Note: this guide was originally written for patch 3.2. The numbers are now a bit out and it’s missing stuff like the new Fire Nova, but the conclusions remain accurate.
Chain Lightning has always been an iconic elemental shaman spell – remember gibbing entire armies with a level 5 Farseer in WC3? In World of Warcraft: The Burning Crusade, it was a staple of our single target rotation. January and Wrath of the Lich King’s Patch 3.0.8 saw it fall by the wayside; the developers considered making it more of a true AoE but eventually decided to leave it as-is; then six months later in patch 3.2, it suddenly received a pretty huge buff that had a lot of shamans seriously considering using it again.

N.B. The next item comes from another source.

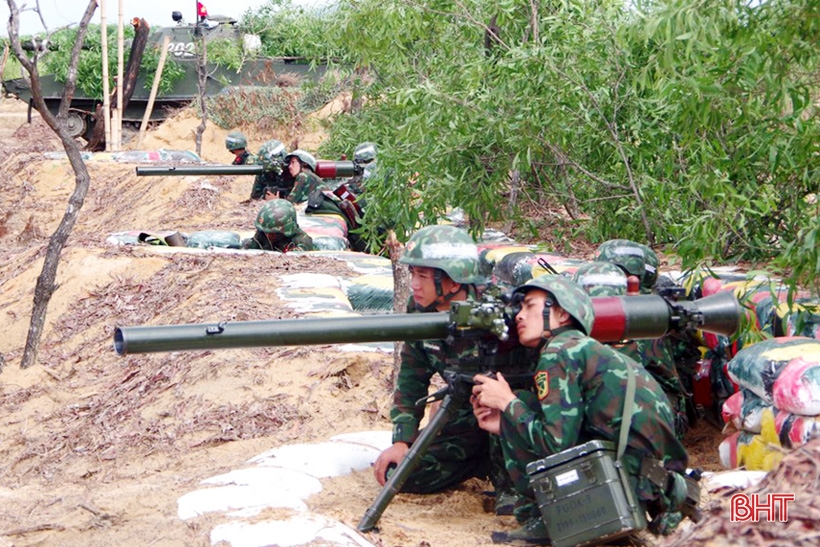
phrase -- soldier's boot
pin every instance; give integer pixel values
(532, 532)
(504, 502)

Today I’m going to take an up-close look at what makes Chain Lightning worthwhile – or otherwise – and whether or not it deserves a place in our spellbook.
Chain Lightning as AoE
Using Chain Lightning in an AoE situation is sort of a no-brainer. Even in the dark days of pre-3.2 it was still worthwhile in this capacity. While its AoE damage is not great and the cooldown and mana cost are very limiting, as a sort of ranged cleave that does good damage to the primary target and “bonus” damage to secondary targets, it’s functional and fun. Each hit also has a chance to proc Lightning Overload Chain Lightning, which fires a half damage Chain Lightning at the target it’s procced off. This overload functions exactly the same as the parent spell and hence can chain to hit up to 2 further targets. If CL hits three targets, and each hit overloads… well, that’s a LOT of lightning.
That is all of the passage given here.